The other, competing model of fairy circles, which may be more empirical, is that the circles arise because of termites that feed on the plants inside the circle. While this explains how the circles arise, there are also instances of patterns that centres of action of insects form over an area. The paper in Nature cites the instance of social insects which build nests, like ant-hills. While the insects exploit the surrounding of the nest, reproductive individuals, like new queens or kings, move out to start other colonies. Colonies, however, cannot be close together, as there would be insufficient resources and conflict. A series of nests would hence, in time, tend to form a regular, hexagon-based pattern over a large area.

While these two ideas of how Fairy Circles come about have so far claimed that one or the other is correct, Corina E Tarnita and her group find that both theories are valid as well as necessary. While it is competing for resources that leads to the decline of plants within the circles, it is the termites that make sure the circles remain bare and able to concentrate moisture. The presence and the evolution of termites is clearly an adaptation to the adaptation of the grass varieties to shrinking water sources.
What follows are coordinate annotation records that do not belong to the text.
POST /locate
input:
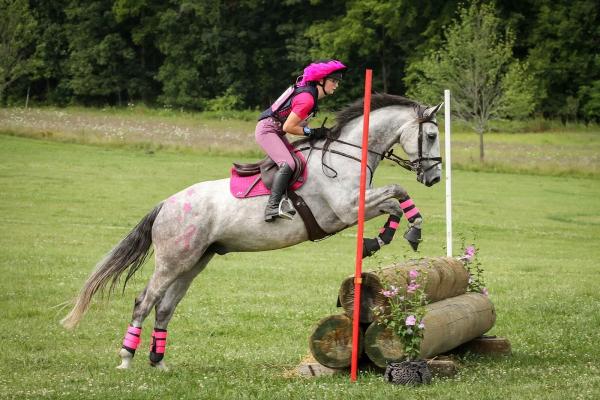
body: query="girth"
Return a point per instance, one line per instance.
(267, 169)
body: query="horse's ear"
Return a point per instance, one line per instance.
(430, 111)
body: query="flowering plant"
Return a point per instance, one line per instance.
(405, 312)
(473, 266)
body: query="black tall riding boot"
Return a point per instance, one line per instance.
(278, 188)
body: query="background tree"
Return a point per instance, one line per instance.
(17, 33)
(477, 65)
(563, 50)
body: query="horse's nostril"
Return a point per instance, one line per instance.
(434, 181)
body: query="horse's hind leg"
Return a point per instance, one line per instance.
(166, 307)
(164, 275)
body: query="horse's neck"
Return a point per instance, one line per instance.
(384, 124)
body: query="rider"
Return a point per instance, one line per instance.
(290, 114)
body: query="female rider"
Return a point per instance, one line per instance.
(290, 114)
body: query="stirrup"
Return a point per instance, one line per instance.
(286, 209)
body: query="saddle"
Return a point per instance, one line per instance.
(264, 172)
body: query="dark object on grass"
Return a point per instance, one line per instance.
(408, 373)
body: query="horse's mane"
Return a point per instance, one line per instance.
(356, 109)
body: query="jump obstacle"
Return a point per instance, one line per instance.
(455, 321)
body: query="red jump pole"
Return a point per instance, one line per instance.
(361, 225)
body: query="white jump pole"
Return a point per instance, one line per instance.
(448, 173)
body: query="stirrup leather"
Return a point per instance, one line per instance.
(286, 209)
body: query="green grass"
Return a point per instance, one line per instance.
(245, 323)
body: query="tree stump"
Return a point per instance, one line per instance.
(443, 277)
(331, 341)
(448, 324)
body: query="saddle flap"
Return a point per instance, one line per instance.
(249, 169)
(266, 169)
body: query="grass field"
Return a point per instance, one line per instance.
(245, 323)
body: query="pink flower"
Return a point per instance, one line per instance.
(390, 293)
(412, 287)
(469, 252)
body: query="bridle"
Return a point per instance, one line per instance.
(415, 166)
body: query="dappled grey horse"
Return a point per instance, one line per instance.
(205, 219)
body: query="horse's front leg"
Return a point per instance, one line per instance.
(395, 201)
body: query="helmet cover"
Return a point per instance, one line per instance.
(322, 69)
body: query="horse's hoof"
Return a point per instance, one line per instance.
(126, 358)
(159, 365)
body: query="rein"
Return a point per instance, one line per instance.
(415, 166)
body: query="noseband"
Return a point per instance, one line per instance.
(416, 165)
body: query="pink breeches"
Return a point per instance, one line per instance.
(270, 136)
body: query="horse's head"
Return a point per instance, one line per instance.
(420, 139)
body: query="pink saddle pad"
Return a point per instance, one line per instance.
(240, 185)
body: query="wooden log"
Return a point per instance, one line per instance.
(443, 277)
(331, 341)
(448, 324)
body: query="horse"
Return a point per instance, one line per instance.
(190, 227)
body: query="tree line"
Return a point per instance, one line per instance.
(227, 54)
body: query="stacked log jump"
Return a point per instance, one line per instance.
(453, 316)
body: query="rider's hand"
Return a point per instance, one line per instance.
(317, 133)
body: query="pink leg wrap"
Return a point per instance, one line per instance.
(159, 341)
(132, 338)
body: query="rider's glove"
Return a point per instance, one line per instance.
(316, 133)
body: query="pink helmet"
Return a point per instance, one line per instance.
(322, 69)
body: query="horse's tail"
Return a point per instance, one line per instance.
(130, 254)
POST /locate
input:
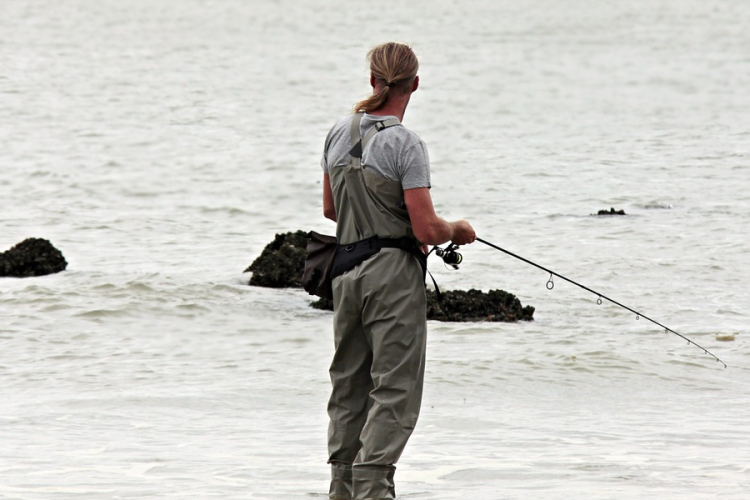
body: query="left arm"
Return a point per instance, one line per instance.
(329, 210)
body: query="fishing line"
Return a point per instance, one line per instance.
(551, 284)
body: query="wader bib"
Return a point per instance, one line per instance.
(380, 332)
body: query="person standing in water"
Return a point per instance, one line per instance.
(376, 187)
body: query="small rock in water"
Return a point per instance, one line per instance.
(31, 257)
(281, 263)
(725, 337)
(611, 211)
(467, 306)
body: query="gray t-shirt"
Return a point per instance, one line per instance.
(396, 153)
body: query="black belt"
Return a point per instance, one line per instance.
(353, 254)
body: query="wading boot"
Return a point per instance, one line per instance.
(341, 482)
(373, 482)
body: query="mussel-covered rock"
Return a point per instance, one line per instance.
(476, 305)
(471, 305)
(611, 211)
(31, 257)
(281, 263)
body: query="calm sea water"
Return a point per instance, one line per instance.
(161, 145)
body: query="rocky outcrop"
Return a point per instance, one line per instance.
(471, 305)
(31, 257)
(281, 263)
(611, 211)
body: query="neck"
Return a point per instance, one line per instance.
(395, 106)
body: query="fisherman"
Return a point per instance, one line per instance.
(376, 187)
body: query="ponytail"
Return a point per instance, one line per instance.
(395, 66)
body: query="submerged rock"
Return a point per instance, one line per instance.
(31, 257)
(611, 211)
(464, 306)
(476, 305)
(281, 263)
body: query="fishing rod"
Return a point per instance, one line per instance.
(452, 258)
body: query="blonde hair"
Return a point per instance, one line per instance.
(394, 65)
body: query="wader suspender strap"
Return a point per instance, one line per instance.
(374, 244)
(357, 142)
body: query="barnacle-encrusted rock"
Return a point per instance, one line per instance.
(611, 211)
(31, 257)
(282, 262)
(471, 305)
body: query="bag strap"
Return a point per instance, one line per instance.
(357, 142)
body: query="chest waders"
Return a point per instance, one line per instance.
(380, 329)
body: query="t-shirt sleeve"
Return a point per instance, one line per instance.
(415, 167)
(324, 157)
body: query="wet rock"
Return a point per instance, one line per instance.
(611, 211)
(467, 306)
(281, 263)
(475, 305)
(31, 257)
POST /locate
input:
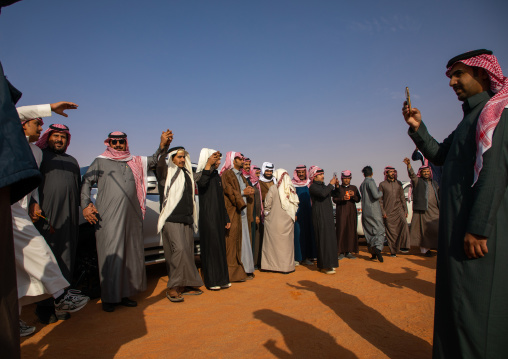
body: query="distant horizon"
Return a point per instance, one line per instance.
(290, 82)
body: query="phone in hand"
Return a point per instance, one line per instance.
(408, 99)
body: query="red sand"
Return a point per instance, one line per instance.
(366, 310)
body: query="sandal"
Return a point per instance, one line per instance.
(174, 299)
(191, 291)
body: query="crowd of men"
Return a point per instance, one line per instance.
(259, 218)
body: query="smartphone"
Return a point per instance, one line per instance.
(408, 99)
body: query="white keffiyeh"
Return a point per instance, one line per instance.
(173, 190)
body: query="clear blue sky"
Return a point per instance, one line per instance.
(286, 81)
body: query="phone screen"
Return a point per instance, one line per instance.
(408, 98)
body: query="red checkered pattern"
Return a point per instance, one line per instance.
(491, 113)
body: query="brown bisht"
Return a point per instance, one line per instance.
(346, 219)
(234, 205)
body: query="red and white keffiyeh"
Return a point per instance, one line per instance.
(388, 168)
(297, 182)
(137, 165)
(491, 113)
(228, 163)
(42, 142)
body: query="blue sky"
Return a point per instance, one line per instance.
(290, 82)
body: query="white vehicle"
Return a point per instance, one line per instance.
(405, 186)
(154, 252)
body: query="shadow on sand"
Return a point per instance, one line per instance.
(302, 339)
(407, 279)
(369, 323)
(91, 325)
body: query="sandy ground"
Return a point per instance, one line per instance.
(367, 310)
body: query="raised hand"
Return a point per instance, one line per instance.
(413, 118)
(60, 107)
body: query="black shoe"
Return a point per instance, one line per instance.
(47, 315)
(126, 302)
(378, 255)
(108, 307)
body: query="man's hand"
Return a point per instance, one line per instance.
(90, 213)
(33, 212)
(212, 160)
(166, 138)
(248, 191)
(413, 119)
(60, 107)
(475, 246)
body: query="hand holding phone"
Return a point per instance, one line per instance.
(408, 99)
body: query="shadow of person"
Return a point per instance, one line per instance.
(407, 279)
(77, 337)
(424, 262)
(302, 339)
(369, 323)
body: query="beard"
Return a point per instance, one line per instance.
(56, 150)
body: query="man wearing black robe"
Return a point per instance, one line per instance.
(471, 315)
(322, 218)
(213, 222)
(346, 216)
(59, 198)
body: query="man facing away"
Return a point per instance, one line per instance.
(281, 204)
(118, 217)
(472, 269)
(266, 179)
(372, 216)
(178, 221)
(394, 208)
(425, 221)
(346, 197)
(37, 271)
(322, 217)
(239, 199)
(213, 221)
(305, 243)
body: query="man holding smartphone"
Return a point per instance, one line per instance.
(472, 270)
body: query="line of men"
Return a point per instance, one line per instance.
(45, 222)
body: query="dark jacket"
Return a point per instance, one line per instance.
(18, 168)
(420, 191)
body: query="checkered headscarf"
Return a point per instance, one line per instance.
(491, 113)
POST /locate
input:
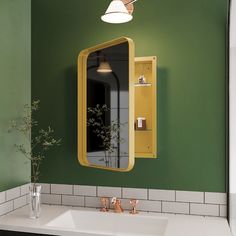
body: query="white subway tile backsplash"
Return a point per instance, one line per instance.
(6, 207)
(24, 189)
(61, 189)
(12, 193)
(223, 210)
(85, 190)
(189, 196)
(145, 205)
(72, 200)
(92, 202)
(45, 188)
(215, 198)
(109, 192)
(175, 207)
(2, 197)
(164, 195)
(204, 209)
(19, 202)
(51, 199)
(137, 193)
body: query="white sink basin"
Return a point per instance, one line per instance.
(110, 224)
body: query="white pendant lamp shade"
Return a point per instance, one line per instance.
(104, 67)
(116, 13)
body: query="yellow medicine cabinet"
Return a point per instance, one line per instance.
(146, 106)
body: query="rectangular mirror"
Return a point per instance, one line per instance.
(106, 105)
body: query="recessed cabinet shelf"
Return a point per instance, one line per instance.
(146, 107)
(142, 85)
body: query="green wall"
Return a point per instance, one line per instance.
(15, 84)
(188, 37)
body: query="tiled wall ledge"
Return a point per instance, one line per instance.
(13, 198)
(150, 200)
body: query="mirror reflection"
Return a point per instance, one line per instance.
(107, 107)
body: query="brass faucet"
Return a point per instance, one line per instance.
(117, 205)
(133, 203)
(105, 203)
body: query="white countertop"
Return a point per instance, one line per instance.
(178, 225)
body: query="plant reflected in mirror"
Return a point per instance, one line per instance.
(108, 135)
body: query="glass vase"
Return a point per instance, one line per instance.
(35, 201)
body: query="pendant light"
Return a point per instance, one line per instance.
(104, 67)
(117, 12)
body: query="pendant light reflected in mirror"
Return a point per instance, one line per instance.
(104, 67)
(119, 11)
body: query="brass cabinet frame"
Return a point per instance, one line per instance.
(82, 103)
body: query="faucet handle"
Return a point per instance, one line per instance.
(104, 202)
(133, 203)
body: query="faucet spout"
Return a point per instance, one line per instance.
(117, 205)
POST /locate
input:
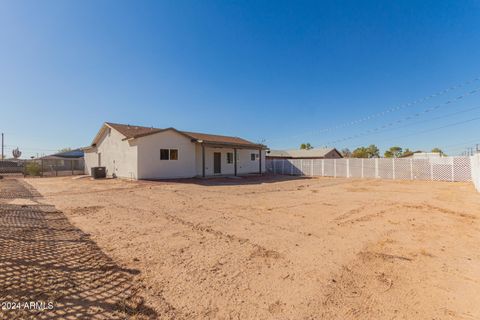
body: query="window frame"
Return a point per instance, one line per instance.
(170, 154)
(229, 157)
(164, 152)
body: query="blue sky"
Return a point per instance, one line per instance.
(282, 72)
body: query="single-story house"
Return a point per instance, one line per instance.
(315, 153)
(136, 152)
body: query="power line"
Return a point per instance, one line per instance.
(390, 124)
(389, 110)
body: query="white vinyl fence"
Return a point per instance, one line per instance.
(476, 171)
(438, 169)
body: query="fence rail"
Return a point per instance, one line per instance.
(42, 167)
(438, 169)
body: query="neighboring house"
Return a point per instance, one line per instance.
(136, 152)
(65, 161)
(320, 153)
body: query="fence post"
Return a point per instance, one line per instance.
(453, 169)
(334, 168)
(348, 168)
(393, 168)
(411, 169)
(362, 169)
(431, 169)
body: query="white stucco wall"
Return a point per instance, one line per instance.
(90, 157)
(149, 163)
(244, 163)
(117, 156)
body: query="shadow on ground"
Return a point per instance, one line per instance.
(46, 260)
(232, 180)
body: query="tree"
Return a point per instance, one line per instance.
(438, 150)
(366, 152)
(407, 153)
(306, 146)
(393, 152)
(346, 153)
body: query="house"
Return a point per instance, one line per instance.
(137, 152)
(320, 153)
(71, 161)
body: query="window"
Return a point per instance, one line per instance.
(173, 154)
(164, 154)
(168, 154)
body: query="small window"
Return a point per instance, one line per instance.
(164, 154)
(173, 154)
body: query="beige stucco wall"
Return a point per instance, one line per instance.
(244, 163)
(151, 167)
(117, 155)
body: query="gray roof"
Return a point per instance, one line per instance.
(301, 153)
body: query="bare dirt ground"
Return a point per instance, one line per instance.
(285, 248)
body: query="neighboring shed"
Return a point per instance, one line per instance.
(71, 161)
(137, 152)
(315, 153)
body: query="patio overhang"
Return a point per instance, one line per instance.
(230, 145)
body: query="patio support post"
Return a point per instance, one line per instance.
(203, 160)
(235, 160)
(260, 161)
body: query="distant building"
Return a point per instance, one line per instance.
(425, 155)
(136, 152)
(315, 153)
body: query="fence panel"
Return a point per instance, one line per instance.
(438, 169)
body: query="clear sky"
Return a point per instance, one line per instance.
(282, 72)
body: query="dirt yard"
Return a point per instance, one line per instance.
(285, 248)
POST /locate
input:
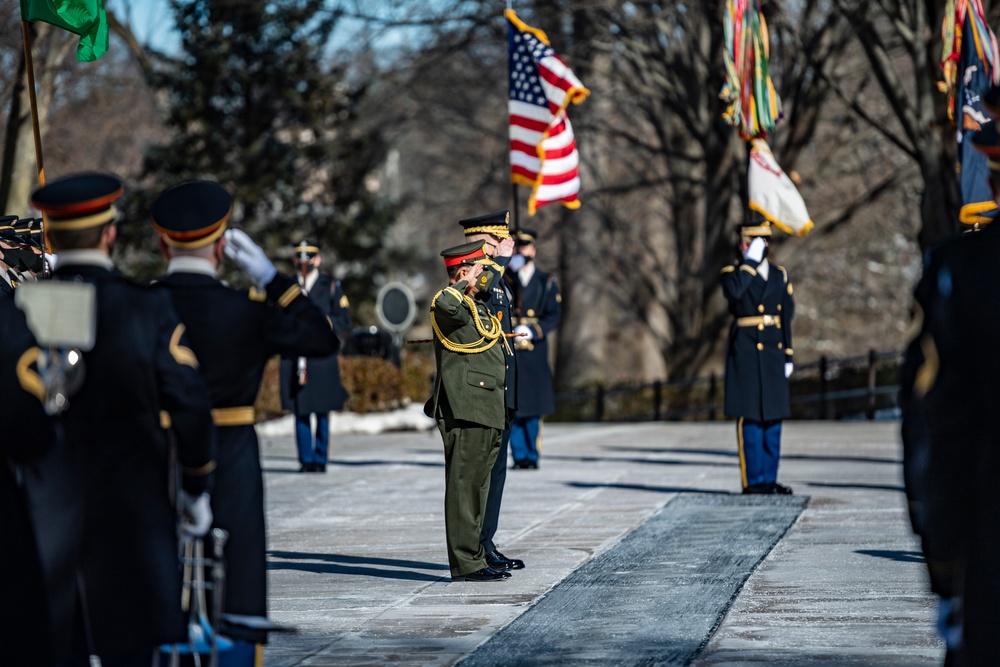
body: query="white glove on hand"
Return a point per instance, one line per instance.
(516, 262)
(249, 256)
(755, 252)
(197, 514)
The research team then integrated the two models of how Fairy Circles arise and the interplay of both mechanisms has been found to be more effective both in explaining the self-organisation of vegetation landscapes and in making predictions about features that were not noticed before, the paper says.

Underwater circles

As Fairy Circles have been observed only in semi-arid areas, it would come as a surprise that these formations have been found in grasslands that cover parts of the bottom of the sea! The group writing in the journal, Science Advances, studies the meadows of the seagrass, Posidonia Oceanica, an important part of the ecosystem in the Mediterranean Sea. These grasslands also show complex self organisation patterns, which have not been noticed so far, the paper says. The mechanism behind Fairy Circles under the sea is clearly different from that in semi-arid areas and the mechanism has only partly been understood, the paper says.

Seagrass meadows are found along the shoreline of all continents except Antarctica and the provide valuable ecosystem services, the paper says. But they are also among the most threatened of ecosystems in the world. P. Oceanica, the dominant seagrass of the Mediterranean, supports great biodiversity and is a major agent of C02 sequestration. But human-caused factors are reducing P. Oceanica by 6.9% every year. And as it grows and spreads very slowly, the losses are essentially irreversible, the paper says.

The group has developed a model to explain the emergence of the fairy circle seascape and the model shows that the patterns that are seen are the result of local imbalances of competing plant varieties. The model can be extended to other seascape instances and can be used as an indicator of how close the seagrass meadow being observed is to extinction.

This capacity of the model is an important tool to monitor environmental degradation and guide conservation measures, the paper says.